Thuja Occidentalis ●
TL;DR. This ingredient is used mainly as a botanical fragrance and skin-conditioning material, most often through an extract or volatile aromatic fraction. It can add a fresh, woody scent profile while contributing minor astringent or deodorizing effects.
What does Thuja Occidentalis do in a cosmetic formula?
This ingredient is used mainly as a botanical fragrance and skin-conditioning material, most often through an extract or volatile aromatic fraction. It can add a fresh, woody scent profile while contributing minor astringent or deodorizing effects.
Is Thuja Occidentalis clean?
Clean frameworks usually treat it as acceptable with caveats, because its aromatic fraction can contain thujone and listed fragrance allergens that may raise sensitization concerns at higher exposure. It is generally viewed as more appropriate for low-level fragrance or botanical use than for high-dose leave-on positioning.

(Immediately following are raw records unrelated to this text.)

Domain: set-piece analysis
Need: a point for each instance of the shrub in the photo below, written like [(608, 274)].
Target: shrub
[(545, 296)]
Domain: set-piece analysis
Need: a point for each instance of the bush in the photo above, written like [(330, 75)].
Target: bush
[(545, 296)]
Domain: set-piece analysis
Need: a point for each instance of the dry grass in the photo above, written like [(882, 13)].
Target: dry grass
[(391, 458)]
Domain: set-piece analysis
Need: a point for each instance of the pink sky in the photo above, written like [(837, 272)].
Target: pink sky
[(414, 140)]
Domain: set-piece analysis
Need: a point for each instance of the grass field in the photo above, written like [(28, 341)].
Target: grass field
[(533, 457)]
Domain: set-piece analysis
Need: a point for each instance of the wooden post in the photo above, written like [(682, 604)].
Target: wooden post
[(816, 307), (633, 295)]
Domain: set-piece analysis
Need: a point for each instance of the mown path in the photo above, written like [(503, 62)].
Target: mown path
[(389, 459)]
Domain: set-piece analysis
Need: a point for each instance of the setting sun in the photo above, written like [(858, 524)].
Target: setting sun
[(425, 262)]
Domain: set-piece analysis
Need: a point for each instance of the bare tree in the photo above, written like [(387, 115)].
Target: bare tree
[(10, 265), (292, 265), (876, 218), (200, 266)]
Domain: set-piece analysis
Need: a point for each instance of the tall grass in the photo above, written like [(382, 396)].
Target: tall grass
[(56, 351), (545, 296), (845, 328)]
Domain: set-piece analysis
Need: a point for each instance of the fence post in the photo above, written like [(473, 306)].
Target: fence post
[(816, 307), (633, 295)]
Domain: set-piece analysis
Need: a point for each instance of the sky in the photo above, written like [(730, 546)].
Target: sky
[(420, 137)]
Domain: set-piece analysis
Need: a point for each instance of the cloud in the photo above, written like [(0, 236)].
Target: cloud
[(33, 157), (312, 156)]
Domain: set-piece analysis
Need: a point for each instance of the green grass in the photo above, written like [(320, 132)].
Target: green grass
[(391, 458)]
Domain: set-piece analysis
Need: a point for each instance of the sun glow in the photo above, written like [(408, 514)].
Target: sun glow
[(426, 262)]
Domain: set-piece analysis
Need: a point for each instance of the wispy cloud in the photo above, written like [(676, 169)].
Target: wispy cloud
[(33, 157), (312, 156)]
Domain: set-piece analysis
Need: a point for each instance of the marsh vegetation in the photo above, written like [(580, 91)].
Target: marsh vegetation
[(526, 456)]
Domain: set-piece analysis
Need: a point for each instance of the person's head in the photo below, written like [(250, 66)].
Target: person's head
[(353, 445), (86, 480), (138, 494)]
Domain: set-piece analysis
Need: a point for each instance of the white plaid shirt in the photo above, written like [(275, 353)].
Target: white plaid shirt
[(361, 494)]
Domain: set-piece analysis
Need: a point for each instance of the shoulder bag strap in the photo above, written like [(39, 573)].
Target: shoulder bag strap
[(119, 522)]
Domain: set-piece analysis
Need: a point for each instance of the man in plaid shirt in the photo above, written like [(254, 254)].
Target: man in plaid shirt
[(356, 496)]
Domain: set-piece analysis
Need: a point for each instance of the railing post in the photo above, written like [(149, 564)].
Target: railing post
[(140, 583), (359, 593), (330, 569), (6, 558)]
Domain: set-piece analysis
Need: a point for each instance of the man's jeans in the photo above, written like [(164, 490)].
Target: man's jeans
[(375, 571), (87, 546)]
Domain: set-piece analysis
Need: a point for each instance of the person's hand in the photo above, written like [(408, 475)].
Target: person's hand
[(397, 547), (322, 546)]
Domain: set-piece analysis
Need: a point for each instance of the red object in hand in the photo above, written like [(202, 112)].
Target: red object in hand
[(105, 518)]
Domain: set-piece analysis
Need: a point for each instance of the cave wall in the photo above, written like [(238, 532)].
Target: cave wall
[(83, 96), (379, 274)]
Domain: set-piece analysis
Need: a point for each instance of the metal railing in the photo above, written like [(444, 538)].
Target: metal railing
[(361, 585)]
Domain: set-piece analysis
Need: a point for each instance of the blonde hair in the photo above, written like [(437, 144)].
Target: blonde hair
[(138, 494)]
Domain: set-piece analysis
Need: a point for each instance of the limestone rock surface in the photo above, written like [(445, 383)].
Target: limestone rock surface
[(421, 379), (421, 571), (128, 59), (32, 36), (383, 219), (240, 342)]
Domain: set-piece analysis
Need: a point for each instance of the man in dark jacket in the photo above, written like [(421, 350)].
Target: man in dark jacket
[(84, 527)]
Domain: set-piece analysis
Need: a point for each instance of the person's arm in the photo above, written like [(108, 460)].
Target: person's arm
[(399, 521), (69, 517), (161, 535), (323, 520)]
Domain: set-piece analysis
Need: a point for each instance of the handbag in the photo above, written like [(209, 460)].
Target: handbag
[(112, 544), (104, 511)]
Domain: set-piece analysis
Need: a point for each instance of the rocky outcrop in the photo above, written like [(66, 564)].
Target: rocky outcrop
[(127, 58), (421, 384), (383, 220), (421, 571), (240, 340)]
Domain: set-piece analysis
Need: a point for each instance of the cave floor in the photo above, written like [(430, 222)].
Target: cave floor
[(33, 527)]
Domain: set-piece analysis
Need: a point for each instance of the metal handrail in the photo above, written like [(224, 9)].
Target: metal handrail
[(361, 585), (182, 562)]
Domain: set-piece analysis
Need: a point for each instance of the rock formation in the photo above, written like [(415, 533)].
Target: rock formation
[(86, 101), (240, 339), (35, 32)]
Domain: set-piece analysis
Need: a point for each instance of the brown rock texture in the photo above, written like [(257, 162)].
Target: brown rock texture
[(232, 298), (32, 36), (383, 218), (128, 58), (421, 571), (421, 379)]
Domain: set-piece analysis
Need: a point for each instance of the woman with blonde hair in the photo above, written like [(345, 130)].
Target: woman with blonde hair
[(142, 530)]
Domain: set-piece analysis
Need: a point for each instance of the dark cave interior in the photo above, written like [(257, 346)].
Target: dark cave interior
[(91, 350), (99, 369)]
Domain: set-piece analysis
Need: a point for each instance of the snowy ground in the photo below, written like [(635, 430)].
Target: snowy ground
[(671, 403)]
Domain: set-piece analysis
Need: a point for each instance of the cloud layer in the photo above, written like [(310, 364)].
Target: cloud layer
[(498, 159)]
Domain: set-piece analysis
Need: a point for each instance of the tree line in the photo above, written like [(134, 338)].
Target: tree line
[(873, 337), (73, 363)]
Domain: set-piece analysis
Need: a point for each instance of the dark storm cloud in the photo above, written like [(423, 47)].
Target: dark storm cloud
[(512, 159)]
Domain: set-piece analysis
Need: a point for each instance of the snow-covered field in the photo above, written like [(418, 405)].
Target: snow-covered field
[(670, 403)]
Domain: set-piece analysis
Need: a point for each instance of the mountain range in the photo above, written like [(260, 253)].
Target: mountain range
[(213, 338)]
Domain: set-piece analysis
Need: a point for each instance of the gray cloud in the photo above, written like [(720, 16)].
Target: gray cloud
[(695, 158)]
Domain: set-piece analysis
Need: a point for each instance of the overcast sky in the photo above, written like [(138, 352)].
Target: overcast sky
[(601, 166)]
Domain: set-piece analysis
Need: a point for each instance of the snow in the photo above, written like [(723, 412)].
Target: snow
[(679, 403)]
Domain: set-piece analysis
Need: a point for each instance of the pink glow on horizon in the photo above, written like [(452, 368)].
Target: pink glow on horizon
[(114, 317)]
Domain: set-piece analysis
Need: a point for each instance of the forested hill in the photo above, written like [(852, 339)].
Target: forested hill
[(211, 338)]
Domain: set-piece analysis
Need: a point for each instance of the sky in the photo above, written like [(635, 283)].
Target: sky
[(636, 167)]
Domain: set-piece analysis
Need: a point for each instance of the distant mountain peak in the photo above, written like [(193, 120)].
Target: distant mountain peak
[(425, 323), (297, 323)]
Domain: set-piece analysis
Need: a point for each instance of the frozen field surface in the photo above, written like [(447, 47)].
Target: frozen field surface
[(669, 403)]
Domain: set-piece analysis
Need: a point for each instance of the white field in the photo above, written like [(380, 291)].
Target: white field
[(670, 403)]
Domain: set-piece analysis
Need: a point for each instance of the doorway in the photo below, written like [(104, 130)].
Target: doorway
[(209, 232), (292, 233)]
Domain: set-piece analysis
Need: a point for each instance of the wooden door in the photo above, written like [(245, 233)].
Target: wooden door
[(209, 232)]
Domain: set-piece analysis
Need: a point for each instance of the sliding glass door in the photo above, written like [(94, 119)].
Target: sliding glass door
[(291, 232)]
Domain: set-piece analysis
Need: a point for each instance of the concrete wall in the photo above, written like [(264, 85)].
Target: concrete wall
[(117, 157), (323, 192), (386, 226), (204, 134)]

Is Thuja Occidentalis sustainable?
This material is plant-derived and renewable when sourced from managed forestry or traceable cultivation. Its plant extractives are generally expected to biodegrade, but responsible sourcing matters because wild or slow-growing tree inputs can create supply-chain pressure.
Is Thuja Occidentalis COSMOS-approved?
It can align with COSMOS-natural or COSMOS-organic when obtained from approved plant material using permitted physical processes or approved extraction solvents. From a Green Chemistry view, it scores well for renewable origin and biodegradability, with caveats around allergen management and constituent limits.
How does Thuja Occidentalis work chemically?
This ingredient is a complex botanical mixture rather than a single molecule, with monoterpenes, phenolics, tannin-like compounds, and, in aromatic fractions, ketones such as thujone. Use levels are typically low in leave-on products, especially when fragrance-allergen disclosure and thujone exposure limits are relevant, and the aromatic fraction is oxidation-prone unless well protected from air, heat, and light.